Madoff already has a death toll as well as destroying wealth.
@blogenfreude: Apparently Bernie may also have stashed his own money offshore, rather than let some scumbag manager handle it. If Blago was selling anything less than a Senate seat, no contest.
(And Obama’s Senate seat at that. The judges marveled at the spectacle.)
@rptrcub: But what explains the August sewer blast?
And are they sure Michael Bay isn’t filming on location? I mean, c’mon — fire shooting out of manholes. And it involves Transformers. Somebody must have spotted Shia running away from the scene.

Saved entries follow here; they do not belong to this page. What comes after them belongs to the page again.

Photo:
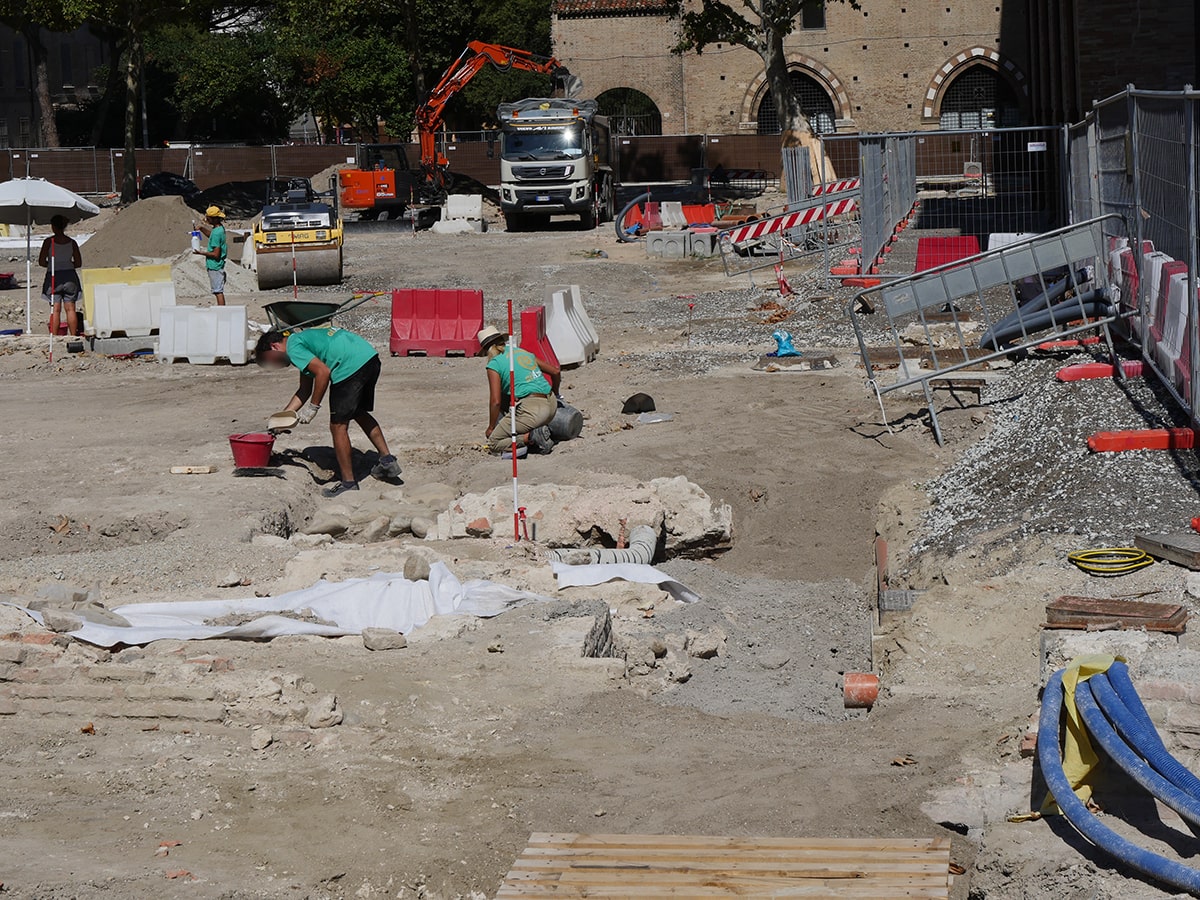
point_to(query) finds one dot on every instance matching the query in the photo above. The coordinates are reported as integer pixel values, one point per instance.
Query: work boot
(540, 441)
(387, 467)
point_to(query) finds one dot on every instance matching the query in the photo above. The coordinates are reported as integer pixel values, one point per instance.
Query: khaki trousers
(533, 412)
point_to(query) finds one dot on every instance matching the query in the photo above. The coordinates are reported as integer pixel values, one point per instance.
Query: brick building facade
(889, 66)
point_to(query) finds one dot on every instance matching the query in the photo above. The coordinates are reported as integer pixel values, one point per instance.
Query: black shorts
(354, 396)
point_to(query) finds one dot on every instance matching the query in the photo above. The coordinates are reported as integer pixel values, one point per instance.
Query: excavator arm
(454, 79)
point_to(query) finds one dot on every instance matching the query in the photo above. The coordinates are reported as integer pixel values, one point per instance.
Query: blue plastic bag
(784, 346)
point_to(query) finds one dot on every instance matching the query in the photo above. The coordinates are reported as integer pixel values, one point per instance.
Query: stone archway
(807, 66)
(960, 63)
(630, 112)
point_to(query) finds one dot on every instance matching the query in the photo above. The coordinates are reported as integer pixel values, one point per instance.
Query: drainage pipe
(1050, 760)
(643, 543)
(1125, 756)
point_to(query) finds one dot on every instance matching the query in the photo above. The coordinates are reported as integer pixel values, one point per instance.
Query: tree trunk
(130, 180)
(792, 123)
(46, 127)
(414, 49)
(112, 84)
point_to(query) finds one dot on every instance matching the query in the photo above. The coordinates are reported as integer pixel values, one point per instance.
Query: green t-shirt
(529, 377)
(216, 241)
(343, 352)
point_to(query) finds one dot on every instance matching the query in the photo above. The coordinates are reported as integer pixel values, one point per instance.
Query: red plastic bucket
(251, 451)
(859, 690)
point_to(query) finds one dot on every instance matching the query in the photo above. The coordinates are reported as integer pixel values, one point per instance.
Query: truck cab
(556, 159)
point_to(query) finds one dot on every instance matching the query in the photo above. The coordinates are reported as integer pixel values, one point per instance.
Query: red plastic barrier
(699, 213)
(634, 217)
(436, 322)
(933, 252)
(1116, 442)
(1090, 371)
(653, 217)
(1183, 364)
(533, 334)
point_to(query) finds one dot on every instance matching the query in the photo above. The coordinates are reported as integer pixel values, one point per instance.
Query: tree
(30, 18)
(760, 25)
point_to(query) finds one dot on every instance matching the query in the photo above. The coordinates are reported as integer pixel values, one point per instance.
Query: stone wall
(885, 67)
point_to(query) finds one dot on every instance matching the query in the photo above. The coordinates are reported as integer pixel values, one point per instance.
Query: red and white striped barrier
(786, 222)
(846, 184)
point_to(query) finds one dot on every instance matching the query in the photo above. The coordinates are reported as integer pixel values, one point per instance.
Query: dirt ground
(451, 751)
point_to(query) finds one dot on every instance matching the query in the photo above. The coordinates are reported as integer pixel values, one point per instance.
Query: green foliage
(243, 71)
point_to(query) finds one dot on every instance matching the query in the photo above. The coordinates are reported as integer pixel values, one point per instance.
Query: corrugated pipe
(643, 541)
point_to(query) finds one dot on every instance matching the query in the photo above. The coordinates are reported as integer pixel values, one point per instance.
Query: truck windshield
(528, 145)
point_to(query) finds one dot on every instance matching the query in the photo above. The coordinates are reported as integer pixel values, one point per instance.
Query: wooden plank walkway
(631, 865)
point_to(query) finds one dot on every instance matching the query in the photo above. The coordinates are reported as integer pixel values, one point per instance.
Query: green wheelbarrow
(289, 315)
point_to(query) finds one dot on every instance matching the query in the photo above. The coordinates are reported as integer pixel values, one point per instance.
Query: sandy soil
(451, 751)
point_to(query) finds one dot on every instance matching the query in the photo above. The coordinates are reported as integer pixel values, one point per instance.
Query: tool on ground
(1109, 562)
(283, 420)
(301, 232)
(513, 426)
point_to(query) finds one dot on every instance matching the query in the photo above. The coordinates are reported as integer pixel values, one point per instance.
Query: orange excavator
(384, 181)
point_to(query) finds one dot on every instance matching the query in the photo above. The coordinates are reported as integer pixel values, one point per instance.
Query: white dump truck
(556, 159)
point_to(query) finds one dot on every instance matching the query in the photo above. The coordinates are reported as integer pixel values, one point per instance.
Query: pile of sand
(157, 227)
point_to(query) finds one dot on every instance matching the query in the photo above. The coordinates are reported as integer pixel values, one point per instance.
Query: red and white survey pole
(513, 426)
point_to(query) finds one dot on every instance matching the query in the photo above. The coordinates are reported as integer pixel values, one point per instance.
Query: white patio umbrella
(35, 201)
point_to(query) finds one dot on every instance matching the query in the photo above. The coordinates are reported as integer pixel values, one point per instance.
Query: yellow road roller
(298, 240)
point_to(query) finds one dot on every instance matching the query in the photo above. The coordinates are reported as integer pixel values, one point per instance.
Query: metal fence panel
(970, 311)
(797, 173)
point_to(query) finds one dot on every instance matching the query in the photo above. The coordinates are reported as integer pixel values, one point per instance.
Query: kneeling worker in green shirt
(345, 365)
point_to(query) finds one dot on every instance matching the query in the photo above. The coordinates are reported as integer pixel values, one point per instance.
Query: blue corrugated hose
(1159, 868)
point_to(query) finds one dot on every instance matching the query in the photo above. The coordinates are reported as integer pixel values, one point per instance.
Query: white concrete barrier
(569, 328)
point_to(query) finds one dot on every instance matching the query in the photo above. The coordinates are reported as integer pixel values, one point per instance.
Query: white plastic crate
(130, 310)
(203, 334)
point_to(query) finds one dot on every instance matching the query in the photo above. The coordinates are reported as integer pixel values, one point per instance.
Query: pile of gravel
(1032, 473)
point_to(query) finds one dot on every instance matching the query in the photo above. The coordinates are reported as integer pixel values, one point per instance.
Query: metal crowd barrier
(988, 306)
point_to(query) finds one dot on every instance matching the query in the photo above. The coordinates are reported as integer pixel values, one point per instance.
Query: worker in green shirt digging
(335, 361)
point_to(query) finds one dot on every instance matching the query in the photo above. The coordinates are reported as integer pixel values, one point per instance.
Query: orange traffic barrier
(1115, 442)
(1089, 371)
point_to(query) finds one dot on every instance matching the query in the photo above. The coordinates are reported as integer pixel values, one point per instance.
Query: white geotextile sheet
(383, 600)
(570, 576)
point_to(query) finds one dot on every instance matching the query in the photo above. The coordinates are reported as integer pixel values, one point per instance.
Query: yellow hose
(1109, 562)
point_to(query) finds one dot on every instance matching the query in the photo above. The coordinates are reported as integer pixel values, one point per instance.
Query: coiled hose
(619, 222)
(1077, 813)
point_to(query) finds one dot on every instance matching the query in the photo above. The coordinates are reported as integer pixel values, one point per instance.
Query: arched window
(979, 97)
(814, 102)
(630, 112)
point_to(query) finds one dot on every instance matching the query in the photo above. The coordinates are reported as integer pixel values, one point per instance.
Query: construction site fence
(1137, 155)
(754, 161)
(972, 181)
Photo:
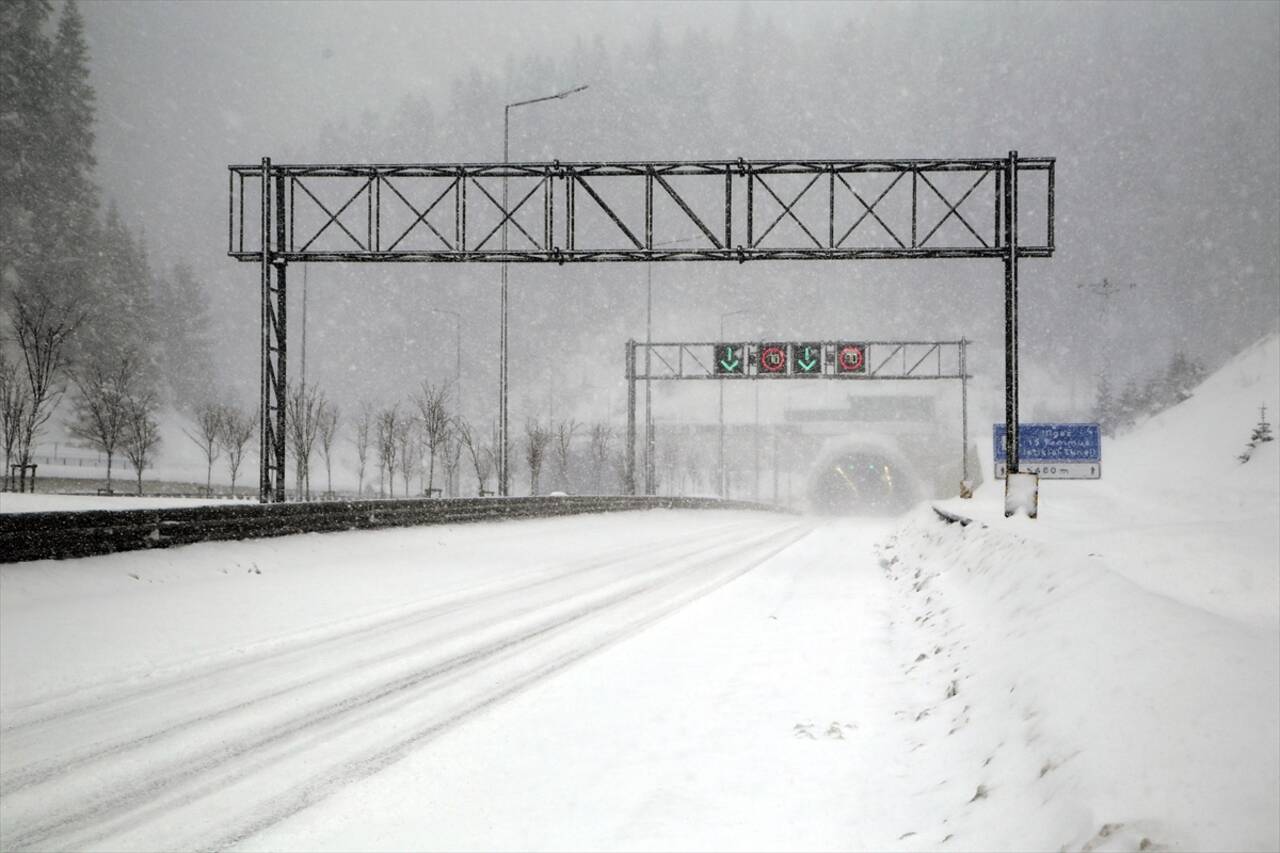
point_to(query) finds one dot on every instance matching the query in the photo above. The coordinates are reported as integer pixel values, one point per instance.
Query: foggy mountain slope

@nojo: They’re talking multiple personality. Bernie #1 hid the money from Bernie #2, and Bernie #3 thought he should rat to his sons about Bernie #1. Or something like that.
” I helped steal billions in a highly-structured, well-run ponzi scheme requiring the complicity of several highly-placed shills because my mind was so disordered and chaotic that I could not objectively distinguish right from wrong.”
Ah, that is what the French call les balls
@nojo: Fire shooting out of manholes: The floor is now open for jokes about what happens after you eat Indian food.
@mellbell: We’re not used to having cities at DC-levels of disrepair. We’ve got potholes and perhaps minor street flooding thanks to clogged storm drains in Atlanta, but nothing like DC style Metro fires, manhole explosions (tee hee!) or torrents of water trapping people in cars.
@nabisco: Hey, you can get a free magical electric fireplace heater if you buy an Amish mantle, but the Amish are limiting purchases to 2 per family. You can start calling at 8:00 AM if you are in frost zone 1, 8:30 if you are in cold zone 2, and 9:00 if you are in frigid zone 3.
Prommie: I want to inflict serious amounts of PAIN on the people who run ads like that. PAIN.
@nabisco: Sorry, I was incredibly distracted by the headline “Uterus, Cervix, and Ovaries: The Joys of Being a Woman” on the page.